Bidirectional Empowerment of Large Models and Wireless Communication

The continuous development of large models is also empowering wireless communication in both directions.

“AI can improve the compression rate of data, and many contents can be directly generated at the receiving end, thereby reducing transmission volume and greatly reducing network pressure. If packet loss occurs, we can also automatically repair it through AI technology. Using AI technology to transmit data also prompts Microsoft to develop new technologies, such as using AI on edge devices to avoid uploading all data to the cloud, which not only reduces transmission requirements but also better protects privacy. For example, Microsoft’s recently released Phi-3-mini can better protect privacy without transmitting to the cloud.” She said that this is the role that big models can play in wireless communication data transmission.

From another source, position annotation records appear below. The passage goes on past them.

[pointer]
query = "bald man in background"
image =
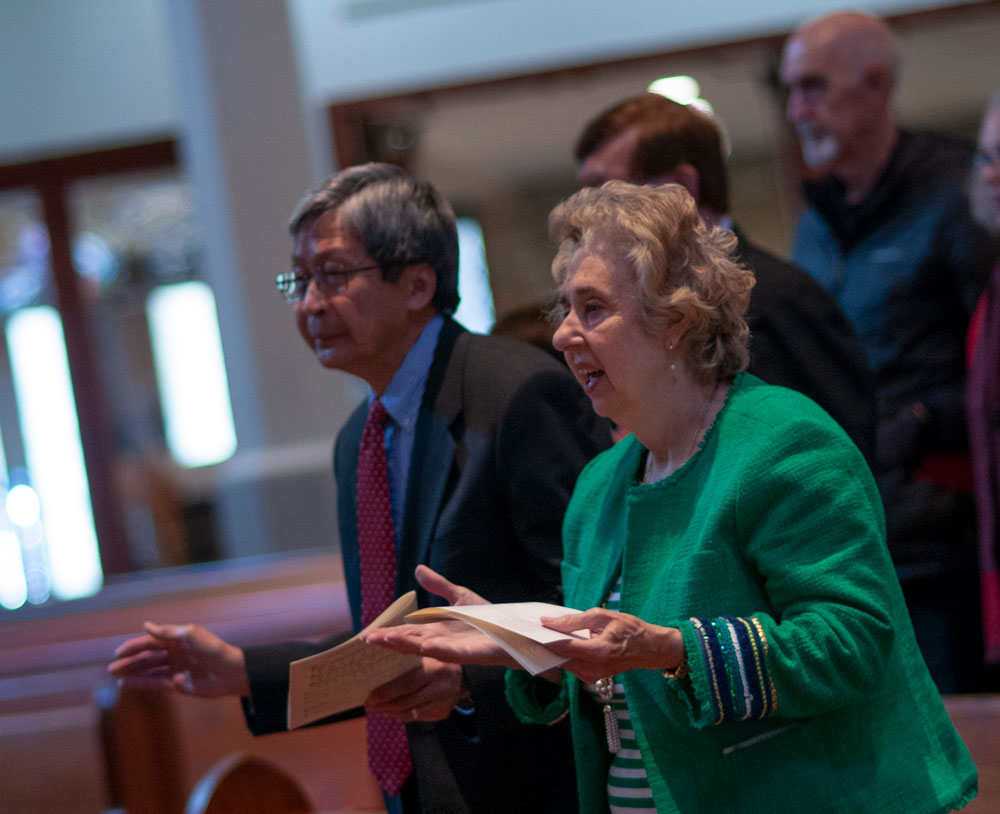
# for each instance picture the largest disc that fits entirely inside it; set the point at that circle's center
(888, 232)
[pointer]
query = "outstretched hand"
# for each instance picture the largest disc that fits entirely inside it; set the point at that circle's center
(453, 642)
(618, 642)
(184, 658)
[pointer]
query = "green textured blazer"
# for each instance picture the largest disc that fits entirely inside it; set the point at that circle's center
(807, 692)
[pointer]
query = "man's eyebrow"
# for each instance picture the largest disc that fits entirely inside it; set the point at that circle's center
(322, 256)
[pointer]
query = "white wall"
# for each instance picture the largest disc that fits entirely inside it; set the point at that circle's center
(362, 48)
(76, 74)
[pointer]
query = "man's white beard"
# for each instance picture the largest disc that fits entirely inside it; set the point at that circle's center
(817, 148)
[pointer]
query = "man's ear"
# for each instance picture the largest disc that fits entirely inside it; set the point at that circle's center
(878, 80)
(421, 282)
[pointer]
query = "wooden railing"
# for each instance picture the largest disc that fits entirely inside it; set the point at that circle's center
(71, 743)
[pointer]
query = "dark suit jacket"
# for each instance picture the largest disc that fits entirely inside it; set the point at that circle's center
(799, 338)
(502, 433)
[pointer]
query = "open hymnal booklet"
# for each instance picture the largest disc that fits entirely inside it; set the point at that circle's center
(515, 626)
(341, 678)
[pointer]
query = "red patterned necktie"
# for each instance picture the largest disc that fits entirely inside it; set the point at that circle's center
(388, 750)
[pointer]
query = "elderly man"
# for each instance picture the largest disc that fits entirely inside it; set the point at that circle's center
(463, 459)
(799, 337)
(888, 233)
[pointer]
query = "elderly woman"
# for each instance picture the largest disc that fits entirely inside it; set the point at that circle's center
(747, 629)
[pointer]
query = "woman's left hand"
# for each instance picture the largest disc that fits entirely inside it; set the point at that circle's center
(618, 642)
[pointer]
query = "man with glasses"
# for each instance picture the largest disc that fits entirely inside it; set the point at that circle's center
(463, 459)
(888, 232)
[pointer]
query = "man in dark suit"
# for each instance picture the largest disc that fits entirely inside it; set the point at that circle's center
(799, 338)
(484, 439)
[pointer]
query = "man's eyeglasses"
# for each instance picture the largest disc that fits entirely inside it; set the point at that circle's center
(330, 282)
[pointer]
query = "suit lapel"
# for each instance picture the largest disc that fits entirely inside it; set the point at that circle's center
(346, 471)
(433, 452)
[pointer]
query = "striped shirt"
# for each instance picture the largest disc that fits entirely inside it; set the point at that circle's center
(628, 788)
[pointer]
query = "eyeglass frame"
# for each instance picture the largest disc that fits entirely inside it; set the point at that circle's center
(288, 283)
(986, 158)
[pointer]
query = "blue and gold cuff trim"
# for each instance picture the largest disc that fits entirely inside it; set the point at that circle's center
(734, 652)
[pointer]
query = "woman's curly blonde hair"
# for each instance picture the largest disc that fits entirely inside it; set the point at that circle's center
(681, 268)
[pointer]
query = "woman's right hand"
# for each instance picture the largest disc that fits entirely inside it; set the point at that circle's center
(454, 642)
(184, 658)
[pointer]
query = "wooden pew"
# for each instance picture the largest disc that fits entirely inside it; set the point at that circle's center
(977, 719)
(71, 744)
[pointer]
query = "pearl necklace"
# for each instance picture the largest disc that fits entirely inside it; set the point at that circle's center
(654, 473)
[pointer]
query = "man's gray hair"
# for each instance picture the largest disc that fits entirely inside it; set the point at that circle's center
(399, 220)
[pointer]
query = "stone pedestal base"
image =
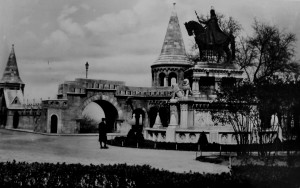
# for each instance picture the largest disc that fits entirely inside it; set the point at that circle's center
(171, 134)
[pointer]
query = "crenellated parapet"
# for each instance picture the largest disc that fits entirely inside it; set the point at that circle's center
(144, 93)
(55, 103)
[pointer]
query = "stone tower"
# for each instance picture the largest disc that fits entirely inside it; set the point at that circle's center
(11, 77)
(172, 61)
(11, 93)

At the end of April, Microsoft launched the Small Language Models (SLMs) on its official website – Phi-3-mini. As one of the fourth generation products of Microsoft’s Phi series, Phi-3-mini has a huge training data volume of 3.8 billion parameters and 3.3T tokens. It has two context length variants, 4k and 128k tokens. After pre training and instruction adjustment, it can better understand human language, expression, logic, and execute different types of instructions.

“We need to combine communication algorithms and application requirements to understand the specific requirements of data transmission, in order to better compress and recover data, thereby reducing transmission costs. Each mode has its own characteristics,” she said.

Therefore, today’s wireless communication network is a complex field that includes multiple artificial intelligence algorithms.

“AI technology affects every aspect of wireless communication, from the physical layer, network layer, to the application layer. At the physical layer, the most basic task is to decode wireless signals, that is, determine whether they are transmitted as 1 or 0. Usually, this task relies on signal processing technology, but in many antenna arrays, traditional signal processing methods are not optimal. Therefore, adopting AI technology may improve processing efficiency, and many companies are currently promoting the development of this aspect.” Qiu Lili told First Financial that large models have great potential for application in diagnosing and repairing anomalies in the network layer, “because these models have a huge knowledge base that can be effectively diagnosed. They do not necessarily need to rely on ready-made cases. By analyzing networks, they can also have great potential for application.” The protocol can predict possible causes of malfunctions This allows the large model to play a role in network anomaly diagnosis.

In the future, with the continuous progress of AI technology, it can be foreseen that the application of large models in the field of wireless communication will become increasingly widespread, and the development of wireless communication will also bring more possibilities for the application of large models.